THE BLOG
22/09/2015 14:30 BST | Updated 22/09/2016 06:12 BST

Top Tips on How to Start Budgeting at University

The odds are you've never budgeted before. What's more, I can predict you'd probably prefer to suffer a Game of Thrones-style death than even think about budgeting. University is all about fun and new life experiences - discussing and working out your financial situation is something that is certainly seems to put a dampener on the situation.

But the more you budget, the more fun you can have. Trust me, it's too easy to be put in a situation where you have used up all the money you have for the next six weeks and only have two tins of beans and a mouldy bit of bread left. You're not going to be going out clubbing or having a stress free time if that happens.

And it's easy! It really is. I'm not going to tell you to not go out every night in freshers week (you should - make the most of freshers' week!) or not to buy new computer equipment etc, it's just making sure you know exactly what you have and how much you can spend.

Draw up a budget

You've never had this much right? It looks like a big amount AND look at that massive overdraft. But, students, you have to make your loan stretch for the full calendar year.

First off. you need to know what your income is. How much is coming in each month from your loan, bursaries, grants, jobs, parents etc? Once you've figured out that, you know what you have to work with.

From that amount, take away regular essentials:

Deposit: You've sorted that already right? Well no. You'll also have to consider that you'll probably have to pay the deposit for next year's accommodation before they receive this year's back.

Food: The average student will spend between £30 and £40 a week on food at university. It doesn't sound like a huge amount, but you can eat properly on that.

University essentials: Make sure you put enough money away to pay for course materials, technology (laptops/external hard drives), as well as travel costs such as buses into uni, or train fares back home for Christmas etc.

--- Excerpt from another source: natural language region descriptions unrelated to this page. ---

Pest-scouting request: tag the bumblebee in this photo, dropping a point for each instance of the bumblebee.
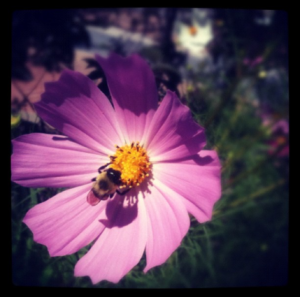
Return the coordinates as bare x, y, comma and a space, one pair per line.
105, 186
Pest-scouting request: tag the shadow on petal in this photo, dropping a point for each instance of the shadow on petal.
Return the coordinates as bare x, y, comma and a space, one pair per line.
121, 211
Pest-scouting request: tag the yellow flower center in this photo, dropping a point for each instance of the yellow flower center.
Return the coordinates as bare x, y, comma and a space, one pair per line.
133, 163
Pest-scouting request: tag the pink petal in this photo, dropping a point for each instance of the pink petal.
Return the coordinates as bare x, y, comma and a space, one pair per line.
196, 179
134, 93
173, 133
43, 160
168, 222
120, 247
66, 222
77, 108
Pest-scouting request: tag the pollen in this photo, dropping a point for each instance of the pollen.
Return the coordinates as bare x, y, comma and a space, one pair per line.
133, 163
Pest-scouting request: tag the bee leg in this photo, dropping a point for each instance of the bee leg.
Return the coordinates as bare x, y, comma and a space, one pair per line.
122, 193
102, 167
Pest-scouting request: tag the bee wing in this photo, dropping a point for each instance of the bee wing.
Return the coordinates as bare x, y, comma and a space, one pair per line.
92, 199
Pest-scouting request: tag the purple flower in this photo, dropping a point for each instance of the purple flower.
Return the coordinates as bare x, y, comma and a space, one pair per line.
168, 176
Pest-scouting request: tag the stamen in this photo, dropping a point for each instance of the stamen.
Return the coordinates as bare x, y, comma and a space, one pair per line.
133, 163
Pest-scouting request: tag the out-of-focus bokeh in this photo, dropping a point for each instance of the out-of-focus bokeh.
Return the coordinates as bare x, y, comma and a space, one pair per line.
230, 67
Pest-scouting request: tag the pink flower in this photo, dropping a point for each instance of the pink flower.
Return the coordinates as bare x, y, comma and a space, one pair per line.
171, 177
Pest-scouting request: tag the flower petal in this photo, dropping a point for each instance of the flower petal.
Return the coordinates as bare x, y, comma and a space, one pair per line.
133, 90
168, 223
173, 133
66, 222
196, 179
119, 248
43, 160
77, 108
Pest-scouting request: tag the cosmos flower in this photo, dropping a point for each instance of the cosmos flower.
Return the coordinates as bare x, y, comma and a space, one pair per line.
158, 149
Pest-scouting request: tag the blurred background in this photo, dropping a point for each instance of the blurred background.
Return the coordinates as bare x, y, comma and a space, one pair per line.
230, 67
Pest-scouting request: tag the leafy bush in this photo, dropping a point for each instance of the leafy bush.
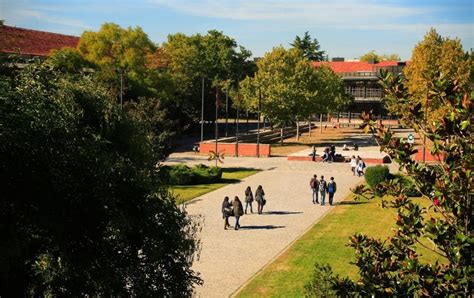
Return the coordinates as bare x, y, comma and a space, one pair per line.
376, 175
408, 187
321, 283
81, 210
200, 174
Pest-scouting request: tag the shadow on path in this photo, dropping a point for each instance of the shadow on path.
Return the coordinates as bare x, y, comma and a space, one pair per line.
282, 212
268, 227
349, 203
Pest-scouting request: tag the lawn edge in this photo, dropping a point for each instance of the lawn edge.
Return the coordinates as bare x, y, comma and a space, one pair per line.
286, 248
240, 180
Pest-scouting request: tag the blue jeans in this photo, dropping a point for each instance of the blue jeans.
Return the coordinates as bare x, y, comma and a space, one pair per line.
248, 204
315, 195
237, 225
322, 195
331, 197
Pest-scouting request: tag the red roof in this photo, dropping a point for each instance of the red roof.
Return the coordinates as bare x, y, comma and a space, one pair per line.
33, 42
342, 67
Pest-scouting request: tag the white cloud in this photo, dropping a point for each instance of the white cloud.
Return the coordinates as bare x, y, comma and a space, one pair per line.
25, 14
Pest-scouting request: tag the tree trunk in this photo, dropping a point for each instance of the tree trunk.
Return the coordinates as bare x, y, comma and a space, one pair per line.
321, 123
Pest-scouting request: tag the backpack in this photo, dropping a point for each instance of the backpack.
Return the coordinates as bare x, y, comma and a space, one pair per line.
322, 185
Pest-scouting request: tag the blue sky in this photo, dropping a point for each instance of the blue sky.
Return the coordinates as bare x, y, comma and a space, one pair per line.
344, 28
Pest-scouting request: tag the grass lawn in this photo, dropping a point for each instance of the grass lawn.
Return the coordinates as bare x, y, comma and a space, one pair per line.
185, 193
325, 243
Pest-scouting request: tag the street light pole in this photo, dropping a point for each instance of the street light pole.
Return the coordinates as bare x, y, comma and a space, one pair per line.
226, 110
216, 126
202, 110
425, 120
121, 88
258, 121
237, 124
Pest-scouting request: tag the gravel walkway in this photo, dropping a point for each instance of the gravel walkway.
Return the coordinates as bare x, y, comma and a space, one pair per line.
230, 258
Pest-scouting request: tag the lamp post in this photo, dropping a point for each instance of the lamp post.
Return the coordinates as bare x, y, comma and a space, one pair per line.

After the 'essentials,' what's left is what you get to play with!

Supplement your income

It's not a secret that students are skint. The amount you have extra to use on non-essentials is going to be pretty small. What if something goes wrong? What if you need extra cash? It makes sense to supplement your income with either a summer job or a part time role.

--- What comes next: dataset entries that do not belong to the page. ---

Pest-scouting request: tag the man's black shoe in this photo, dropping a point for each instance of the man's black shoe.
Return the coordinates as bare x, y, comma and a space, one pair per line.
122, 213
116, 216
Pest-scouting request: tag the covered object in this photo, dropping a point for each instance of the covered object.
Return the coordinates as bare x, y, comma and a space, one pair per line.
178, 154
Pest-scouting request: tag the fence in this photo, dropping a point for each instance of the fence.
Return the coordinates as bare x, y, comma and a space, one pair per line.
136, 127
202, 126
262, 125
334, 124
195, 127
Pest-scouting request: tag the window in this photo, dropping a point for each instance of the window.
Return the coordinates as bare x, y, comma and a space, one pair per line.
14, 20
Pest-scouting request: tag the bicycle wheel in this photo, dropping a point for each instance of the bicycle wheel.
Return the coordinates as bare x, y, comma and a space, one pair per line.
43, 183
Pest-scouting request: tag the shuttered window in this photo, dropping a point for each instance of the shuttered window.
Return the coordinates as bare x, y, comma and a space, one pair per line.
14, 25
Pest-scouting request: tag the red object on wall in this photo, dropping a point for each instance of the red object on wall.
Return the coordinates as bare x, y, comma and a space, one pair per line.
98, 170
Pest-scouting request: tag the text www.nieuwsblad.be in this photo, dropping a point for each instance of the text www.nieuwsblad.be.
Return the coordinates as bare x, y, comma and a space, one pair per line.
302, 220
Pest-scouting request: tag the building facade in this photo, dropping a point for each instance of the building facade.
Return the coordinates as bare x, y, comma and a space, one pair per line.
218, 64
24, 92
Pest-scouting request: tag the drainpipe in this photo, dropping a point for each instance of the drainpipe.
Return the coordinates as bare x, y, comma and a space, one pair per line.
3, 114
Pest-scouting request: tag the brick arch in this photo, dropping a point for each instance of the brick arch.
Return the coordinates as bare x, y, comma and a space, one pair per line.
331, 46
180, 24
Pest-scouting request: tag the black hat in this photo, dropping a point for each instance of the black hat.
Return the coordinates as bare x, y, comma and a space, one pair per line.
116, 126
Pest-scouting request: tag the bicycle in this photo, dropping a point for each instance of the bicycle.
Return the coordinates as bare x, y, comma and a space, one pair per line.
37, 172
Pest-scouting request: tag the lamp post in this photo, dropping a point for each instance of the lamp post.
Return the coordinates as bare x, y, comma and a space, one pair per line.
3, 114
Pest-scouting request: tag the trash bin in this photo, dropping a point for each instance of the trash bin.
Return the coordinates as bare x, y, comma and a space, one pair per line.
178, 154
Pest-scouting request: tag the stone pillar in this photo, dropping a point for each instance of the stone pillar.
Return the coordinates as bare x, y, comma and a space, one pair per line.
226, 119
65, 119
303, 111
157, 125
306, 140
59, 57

If possible, try and get a student union role (bar work usually), as they will be most understanding of your educational needs.

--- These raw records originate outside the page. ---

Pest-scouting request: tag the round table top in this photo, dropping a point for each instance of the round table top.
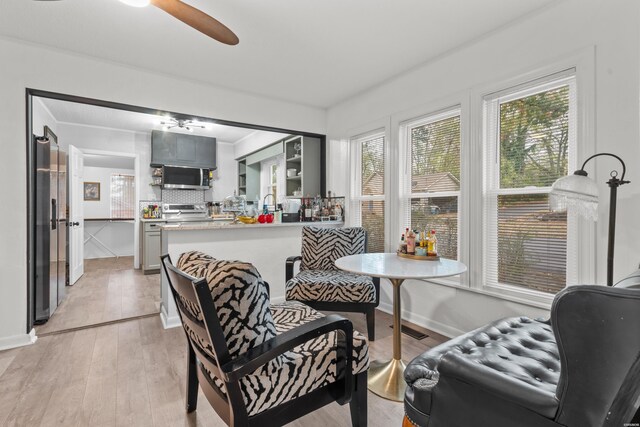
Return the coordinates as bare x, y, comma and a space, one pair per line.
391, 266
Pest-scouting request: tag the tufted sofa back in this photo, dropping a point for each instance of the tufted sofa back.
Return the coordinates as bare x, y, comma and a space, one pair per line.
597, 330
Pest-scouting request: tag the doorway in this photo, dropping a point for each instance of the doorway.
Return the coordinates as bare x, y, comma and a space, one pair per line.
109, 278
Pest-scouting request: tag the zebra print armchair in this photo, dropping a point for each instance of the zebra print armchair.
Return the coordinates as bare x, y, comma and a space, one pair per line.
321, 285
261, 364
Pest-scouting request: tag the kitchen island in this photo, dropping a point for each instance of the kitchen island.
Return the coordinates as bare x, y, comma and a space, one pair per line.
266, 246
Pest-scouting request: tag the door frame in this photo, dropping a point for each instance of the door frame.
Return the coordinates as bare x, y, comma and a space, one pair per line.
30, 93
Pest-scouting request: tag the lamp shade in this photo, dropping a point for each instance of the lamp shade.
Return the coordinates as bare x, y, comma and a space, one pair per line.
577, 192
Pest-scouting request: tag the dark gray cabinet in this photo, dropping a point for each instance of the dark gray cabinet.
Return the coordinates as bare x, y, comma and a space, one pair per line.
176, 149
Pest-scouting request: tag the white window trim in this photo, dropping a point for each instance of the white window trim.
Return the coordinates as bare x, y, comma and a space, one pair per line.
471, 199
580, 251
355, 187
405, 172
458, 103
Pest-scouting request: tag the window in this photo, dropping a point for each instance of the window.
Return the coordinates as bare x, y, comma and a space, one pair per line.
529, 143
123, 196
368, 190
432, 183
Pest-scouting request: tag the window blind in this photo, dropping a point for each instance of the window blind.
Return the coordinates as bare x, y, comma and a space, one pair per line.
123, 196
530, 140
432, 188
368, 200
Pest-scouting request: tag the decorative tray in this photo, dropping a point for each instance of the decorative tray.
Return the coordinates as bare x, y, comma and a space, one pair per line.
419, 257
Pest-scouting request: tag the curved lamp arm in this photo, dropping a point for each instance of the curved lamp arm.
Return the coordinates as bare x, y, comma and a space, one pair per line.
581, 171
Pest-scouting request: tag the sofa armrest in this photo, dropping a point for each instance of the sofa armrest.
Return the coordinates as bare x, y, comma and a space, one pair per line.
454, 365
288, 272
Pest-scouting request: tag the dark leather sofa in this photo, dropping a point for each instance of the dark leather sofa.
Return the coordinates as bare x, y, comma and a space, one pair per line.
580, 368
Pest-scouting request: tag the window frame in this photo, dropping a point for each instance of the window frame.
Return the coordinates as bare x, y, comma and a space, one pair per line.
354, 216
470, 99
133, 194
406, 195
578, 233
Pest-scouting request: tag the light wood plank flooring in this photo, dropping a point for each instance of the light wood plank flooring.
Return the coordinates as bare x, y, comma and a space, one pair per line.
133, 374
109, 290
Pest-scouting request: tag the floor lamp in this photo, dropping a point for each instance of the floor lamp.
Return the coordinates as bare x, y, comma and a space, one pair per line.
580, 192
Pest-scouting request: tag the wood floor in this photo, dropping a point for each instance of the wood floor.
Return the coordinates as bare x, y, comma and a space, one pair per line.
109, 290
133, 374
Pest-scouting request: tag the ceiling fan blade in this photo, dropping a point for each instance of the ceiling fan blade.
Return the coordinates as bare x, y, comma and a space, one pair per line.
198, 20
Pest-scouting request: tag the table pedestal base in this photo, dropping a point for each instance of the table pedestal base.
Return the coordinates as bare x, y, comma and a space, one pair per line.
386, 379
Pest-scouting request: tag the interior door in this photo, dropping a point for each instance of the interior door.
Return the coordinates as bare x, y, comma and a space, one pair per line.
53, 229
76, 214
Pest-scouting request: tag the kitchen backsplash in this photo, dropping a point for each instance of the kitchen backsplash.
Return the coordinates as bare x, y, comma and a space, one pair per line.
182, 196
175, 196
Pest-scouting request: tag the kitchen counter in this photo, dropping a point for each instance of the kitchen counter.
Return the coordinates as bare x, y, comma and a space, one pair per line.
213, 225
266, 246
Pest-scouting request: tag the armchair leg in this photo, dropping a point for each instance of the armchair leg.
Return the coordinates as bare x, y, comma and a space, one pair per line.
358, 405
407, 423
192, 380
371, 323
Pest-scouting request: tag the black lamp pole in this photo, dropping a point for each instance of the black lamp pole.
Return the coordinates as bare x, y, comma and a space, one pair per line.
613, 183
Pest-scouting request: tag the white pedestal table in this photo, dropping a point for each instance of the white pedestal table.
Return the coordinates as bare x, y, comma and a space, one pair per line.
386, 378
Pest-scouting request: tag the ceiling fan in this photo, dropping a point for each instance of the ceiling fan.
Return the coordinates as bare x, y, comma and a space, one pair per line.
191, 16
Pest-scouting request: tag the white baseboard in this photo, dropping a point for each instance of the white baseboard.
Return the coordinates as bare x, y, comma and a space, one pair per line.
417, 319
168, 322
18, 340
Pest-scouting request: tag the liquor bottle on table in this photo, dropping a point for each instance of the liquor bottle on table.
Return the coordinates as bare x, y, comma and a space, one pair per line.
308, 213
432, 247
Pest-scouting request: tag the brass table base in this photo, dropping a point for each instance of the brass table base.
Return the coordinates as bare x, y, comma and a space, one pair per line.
386, 379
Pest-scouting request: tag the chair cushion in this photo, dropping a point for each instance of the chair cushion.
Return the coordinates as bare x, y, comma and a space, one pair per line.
322, 246
518, 347
307, 367
330, 286
240, 297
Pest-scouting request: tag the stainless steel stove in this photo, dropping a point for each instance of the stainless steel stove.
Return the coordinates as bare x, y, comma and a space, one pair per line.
172, 212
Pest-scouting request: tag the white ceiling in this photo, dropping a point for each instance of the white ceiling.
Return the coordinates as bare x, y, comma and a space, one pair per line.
315, 53
90, 115
111, 162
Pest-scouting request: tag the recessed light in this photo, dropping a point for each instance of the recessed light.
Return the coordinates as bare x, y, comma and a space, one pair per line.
136, 3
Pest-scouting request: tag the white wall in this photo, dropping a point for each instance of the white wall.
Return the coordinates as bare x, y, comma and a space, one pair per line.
225, 178
21, 68
255, 141
611, 28
117, 236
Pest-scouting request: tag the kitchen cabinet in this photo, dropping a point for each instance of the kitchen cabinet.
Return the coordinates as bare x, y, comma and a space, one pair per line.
176, 149
303, 153
150, 245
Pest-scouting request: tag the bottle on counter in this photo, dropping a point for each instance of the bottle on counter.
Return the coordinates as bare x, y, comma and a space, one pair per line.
338, 211
301, 211
411, 242
308, 210
402, 248
432, 247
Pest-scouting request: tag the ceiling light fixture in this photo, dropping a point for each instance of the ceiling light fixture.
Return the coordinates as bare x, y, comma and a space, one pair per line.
188, 125
136, 3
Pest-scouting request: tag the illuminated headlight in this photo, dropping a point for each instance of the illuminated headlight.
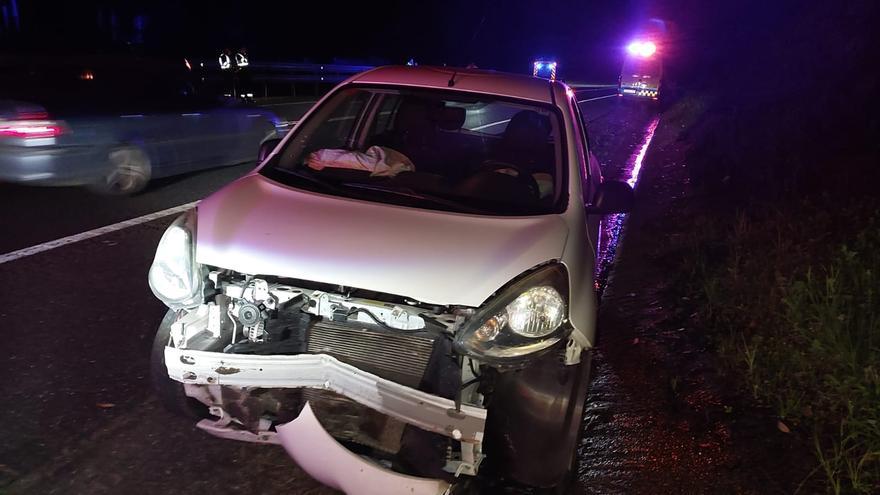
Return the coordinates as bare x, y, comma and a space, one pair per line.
526, 317
536, 312
174, 276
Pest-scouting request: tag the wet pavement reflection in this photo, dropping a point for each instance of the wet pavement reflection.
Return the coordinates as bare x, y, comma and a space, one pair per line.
654, 422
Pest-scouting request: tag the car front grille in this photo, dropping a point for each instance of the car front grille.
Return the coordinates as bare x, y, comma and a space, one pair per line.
400, 356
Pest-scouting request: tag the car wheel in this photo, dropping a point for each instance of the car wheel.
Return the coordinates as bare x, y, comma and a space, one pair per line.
170, 392
129, 172
514, 433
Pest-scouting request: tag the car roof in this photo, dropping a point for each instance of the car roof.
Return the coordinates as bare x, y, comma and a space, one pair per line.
473, 80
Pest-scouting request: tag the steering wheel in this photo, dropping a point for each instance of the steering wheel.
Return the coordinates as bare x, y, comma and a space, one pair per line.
502, 168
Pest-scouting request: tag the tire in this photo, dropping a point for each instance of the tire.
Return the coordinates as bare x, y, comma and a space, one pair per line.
129, 172
170, 392
514, 434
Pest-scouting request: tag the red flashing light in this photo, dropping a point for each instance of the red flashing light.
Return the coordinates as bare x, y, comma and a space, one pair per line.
642, 48
30, 129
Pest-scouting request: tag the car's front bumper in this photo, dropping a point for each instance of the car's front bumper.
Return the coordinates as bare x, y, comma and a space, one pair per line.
320, 371
50, 164
305, 439
326, 460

If a formal job isn't for you, did you know that companies will pay you to buy booze from newsagents or tweet certain things if you have enough followers?

Get financial help

The main reason for you to stick to a budget is because you won't have to go and get expensive loans. If you're considering a payday loan, or are seriously struggling to get by make sure you find out if there is help available.

Go to your university financial support team, as they can advice you on whether you are able to get statutory funding from Student Finance Authorities such as Student Finance England and Bursaries and scholarships. Do not presume you are not entitled to anything - it's always worth a shot.